Deep infiltrating endometriosis (DIE) is defined as endometriotic lesions penetrating at least 5 mm beneath the peritoneal surface and represents the most severe form of the disease. Bowel involvement occurs in a significant proportion of cases, with the rectum and rectosigmoid junction being affected in up to 70-90% of intestinal localizations. Patients commonly present with gastrointestinal symptoms such as dyschezia, tenesmus, constipation, or obstructive symptoms, which may significantly impair quality of life.

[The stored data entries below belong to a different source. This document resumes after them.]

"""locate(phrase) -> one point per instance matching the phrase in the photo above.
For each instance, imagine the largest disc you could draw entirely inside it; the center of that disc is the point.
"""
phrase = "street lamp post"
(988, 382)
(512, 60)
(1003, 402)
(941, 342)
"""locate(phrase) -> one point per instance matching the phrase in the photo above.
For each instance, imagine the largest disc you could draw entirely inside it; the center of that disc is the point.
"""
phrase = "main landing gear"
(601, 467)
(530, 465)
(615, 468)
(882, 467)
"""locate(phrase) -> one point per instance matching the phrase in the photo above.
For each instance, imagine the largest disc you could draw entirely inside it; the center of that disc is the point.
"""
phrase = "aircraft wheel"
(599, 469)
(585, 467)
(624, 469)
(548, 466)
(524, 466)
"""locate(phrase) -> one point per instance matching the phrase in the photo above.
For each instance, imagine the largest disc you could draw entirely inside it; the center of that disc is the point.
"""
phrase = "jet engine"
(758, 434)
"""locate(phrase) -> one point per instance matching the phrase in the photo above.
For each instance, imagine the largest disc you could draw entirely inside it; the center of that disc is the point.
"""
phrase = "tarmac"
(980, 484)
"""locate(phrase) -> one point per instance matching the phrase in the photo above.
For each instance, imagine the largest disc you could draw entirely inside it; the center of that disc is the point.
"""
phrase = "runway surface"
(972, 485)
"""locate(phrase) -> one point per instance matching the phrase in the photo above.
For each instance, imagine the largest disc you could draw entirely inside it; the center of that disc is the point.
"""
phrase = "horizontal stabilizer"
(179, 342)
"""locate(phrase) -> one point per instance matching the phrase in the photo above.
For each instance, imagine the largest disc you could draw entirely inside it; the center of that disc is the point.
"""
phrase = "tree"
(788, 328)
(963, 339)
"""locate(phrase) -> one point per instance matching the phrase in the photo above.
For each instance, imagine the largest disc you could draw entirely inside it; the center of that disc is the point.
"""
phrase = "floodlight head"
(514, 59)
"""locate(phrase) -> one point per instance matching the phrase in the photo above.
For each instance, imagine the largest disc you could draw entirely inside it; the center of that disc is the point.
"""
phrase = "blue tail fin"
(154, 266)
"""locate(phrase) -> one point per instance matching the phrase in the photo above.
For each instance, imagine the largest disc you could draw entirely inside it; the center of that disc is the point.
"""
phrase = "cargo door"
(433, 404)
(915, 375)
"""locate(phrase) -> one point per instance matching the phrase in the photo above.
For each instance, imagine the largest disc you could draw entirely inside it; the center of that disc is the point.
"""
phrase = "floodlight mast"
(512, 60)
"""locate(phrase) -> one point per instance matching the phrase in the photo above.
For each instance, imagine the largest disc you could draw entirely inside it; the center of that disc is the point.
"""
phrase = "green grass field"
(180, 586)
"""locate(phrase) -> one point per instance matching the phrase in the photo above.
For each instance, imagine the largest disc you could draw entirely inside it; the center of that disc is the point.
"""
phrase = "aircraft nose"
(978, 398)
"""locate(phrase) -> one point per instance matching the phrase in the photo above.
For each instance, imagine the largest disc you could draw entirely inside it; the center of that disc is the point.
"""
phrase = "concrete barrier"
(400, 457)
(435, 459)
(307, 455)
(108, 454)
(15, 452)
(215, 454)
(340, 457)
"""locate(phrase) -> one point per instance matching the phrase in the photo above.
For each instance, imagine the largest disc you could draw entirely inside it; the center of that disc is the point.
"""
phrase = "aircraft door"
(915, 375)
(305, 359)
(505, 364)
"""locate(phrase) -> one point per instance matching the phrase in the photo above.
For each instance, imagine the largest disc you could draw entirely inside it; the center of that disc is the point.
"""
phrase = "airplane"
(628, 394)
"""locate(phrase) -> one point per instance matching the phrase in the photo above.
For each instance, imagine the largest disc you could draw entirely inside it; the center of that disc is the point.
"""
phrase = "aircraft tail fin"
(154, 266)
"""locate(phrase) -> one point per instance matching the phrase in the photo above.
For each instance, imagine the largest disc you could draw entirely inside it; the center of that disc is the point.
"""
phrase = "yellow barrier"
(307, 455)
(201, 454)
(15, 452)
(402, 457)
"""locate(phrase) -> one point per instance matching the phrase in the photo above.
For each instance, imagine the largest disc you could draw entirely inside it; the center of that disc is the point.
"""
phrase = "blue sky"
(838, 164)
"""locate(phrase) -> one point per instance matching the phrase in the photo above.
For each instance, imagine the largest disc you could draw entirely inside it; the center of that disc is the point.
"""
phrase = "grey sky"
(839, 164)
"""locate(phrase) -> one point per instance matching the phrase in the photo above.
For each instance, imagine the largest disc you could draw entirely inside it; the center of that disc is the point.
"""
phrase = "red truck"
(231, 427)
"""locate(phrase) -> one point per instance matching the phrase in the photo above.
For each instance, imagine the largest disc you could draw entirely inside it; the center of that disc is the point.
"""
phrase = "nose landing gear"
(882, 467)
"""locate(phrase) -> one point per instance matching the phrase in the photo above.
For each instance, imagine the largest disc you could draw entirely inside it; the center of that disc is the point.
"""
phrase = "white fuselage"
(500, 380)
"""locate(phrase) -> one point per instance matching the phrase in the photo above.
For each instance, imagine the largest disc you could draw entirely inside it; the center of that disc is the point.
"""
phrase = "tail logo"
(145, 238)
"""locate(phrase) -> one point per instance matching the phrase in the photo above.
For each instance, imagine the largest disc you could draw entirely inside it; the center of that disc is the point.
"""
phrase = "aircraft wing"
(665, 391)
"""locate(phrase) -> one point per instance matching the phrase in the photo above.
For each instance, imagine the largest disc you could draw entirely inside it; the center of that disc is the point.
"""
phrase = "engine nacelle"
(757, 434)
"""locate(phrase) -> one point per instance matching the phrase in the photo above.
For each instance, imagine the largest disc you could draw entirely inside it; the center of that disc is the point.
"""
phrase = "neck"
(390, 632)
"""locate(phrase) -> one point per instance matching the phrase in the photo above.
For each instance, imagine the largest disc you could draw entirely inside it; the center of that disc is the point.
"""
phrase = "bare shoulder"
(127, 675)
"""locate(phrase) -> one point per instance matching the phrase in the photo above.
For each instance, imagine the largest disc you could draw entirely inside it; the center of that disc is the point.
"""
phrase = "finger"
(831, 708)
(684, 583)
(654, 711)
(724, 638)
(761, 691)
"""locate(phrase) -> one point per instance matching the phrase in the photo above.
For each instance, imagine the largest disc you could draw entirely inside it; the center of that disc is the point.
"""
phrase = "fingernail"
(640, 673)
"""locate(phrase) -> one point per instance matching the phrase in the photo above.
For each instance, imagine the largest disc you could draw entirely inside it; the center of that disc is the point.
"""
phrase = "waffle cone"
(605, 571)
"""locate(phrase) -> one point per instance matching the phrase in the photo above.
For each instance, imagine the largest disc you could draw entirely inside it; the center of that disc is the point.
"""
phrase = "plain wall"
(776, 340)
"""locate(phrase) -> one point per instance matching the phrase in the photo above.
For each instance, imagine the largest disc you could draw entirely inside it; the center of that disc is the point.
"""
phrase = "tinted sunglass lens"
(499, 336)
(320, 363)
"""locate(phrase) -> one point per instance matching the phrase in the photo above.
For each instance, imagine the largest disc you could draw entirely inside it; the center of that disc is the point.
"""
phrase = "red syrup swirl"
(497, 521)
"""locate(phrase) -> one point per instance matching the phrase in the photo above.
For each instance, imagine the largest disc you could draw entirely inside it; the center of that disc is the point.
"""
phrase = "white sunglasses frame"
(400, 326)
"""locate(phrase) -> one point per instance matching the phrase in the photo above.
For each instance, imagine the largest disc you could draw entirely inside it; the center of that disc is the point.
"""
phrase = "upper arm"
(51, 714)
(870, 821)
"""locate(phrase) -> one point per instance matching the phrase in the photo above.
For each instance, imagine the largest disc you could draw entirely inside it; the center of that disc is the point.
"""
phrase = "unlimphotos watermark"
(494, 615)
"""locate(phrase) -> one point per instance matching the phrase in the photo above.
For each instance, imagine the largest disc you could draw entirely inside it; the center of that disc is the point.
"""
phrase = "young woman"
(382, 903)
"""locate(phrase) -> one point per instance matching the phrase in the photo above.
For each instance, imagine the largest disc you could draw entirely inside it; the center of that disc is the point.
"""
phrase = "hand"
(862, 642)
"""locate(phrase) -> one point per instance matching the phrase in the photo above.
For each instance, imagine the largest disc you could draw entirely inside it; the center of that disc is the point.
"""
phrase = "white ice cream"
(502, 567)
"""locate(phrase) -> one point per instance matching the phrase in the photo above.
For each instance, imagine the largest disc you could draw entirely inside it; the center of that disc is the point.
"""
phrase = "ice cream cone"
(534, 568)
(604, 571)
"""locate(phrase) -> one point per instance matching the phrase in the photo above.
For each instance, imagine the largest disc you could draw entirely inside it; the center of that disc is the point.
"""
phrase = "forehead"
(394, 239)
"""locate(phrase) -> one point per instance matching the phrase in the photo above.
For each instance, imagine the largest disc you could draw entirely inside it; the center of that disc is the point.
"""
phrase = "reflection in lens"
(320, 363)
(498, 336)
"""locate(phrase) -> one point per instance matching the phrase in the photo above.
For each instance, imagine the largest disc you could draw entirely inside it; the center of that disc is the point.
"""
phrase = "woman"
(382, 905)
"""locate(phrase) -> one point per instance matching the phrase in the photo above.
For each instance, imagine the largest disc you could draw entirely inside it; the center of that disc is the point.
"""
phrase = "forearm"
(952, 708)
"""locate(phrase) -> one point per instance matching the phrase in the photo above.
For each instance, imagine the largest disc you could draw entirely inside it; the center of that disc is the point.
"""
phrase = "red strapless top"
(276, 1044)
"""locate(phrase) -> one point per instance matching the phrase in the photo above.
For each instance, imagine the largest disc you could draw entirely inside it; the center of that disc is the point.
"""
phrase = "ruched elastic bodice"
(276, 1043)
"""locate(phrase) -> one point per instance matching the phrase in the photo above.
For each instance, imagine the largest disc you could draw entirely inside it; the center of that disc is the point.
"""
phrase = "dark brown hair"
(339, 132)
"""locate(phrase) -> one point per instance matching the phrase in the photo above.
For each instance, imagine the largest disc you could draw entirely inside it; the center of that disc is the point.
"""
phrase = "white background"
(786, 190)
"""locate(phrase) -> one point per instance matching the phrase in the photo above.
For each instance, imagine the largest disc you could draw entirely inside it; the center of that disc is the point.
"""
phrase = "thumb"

Surgical management is indicated in patients with severe symptoms or failure of medical therapy. In this setting, accurate preoperative evaluation of lesion size, number, circumferential involvement, and depth of bowel wall infiltration is crucial to guide surgical planning and to select the most appropriate technique (e.g., shaving, discoid excision, or segmental resection). An optimal balance between radical excision and functional preservation is essential to minimize postoperative complications and long-term functional sequelae. Transvaginal ultrasound (TVUS) is currently considered the first-line imaging modality for the diagnosis of pelvic endometriosis. When performed by experienced operators following standardized protocols, TVUS demonstrates high sensitivity and specificity for detecting rectosigmoid DIE. However, its ability to accurately assess the depth of muscular infiltration and to predict the most appropriate surgical approach may be limited by acoustic shadowing, reduced rectal distension, anatomical distortion due to adhesions, and operator dependency.
Intraoperative ultrasound (IO-US) is a real-time imaging technique performed during laparoscopic surgery using probes compatible with standard trocars. Following adhesiolysis and mobilization of the affected bowel segment, IO-US allows direct application of the probe to the lesion, enabling a more precise evaluation of lesion size, number, circumferential involvement, and depth of infiltration. This technique has been widely used in other surgical fields, such as hepatic and renal surgery, and may provide additional information to guide intraoperative decision-making in endometriosis surgery.
Preliminary evidence suggests that IO-US may improve the accuracy of lesion assessment and may influence surgical strategy; however, current data are limited and derived from small series. In particular, the agreement between preoperative TVUS and IO-US in the evaluation of rectal and rectosigmoid DIE has not been systematically investigated. This prospective, single-center, observational comparative study is designed to assess the agreement between preoperative TVUS and IO-US measurements in the same patients using paired data. Each participant will undergo standard preoperative TVUS and intraoperative ultrasound following adhesiolysis. In both assessments, lesion dimensions (craniocaudal and laterolateral diameters), depth of infiltration, and percentage of bowel circumference involved will be recorded.
By directly comparing preoperative and intraoperative ultrasound findings, this study aims to clarify the potential added value of IO-US in the surgical management of rectosigmoid endometriosis. The results may contribute to improving preoperative counseling, refining surgical planning, and optimizing the balance between radicality and functional preservation in patients undergoing surgery for bowel endometriosis.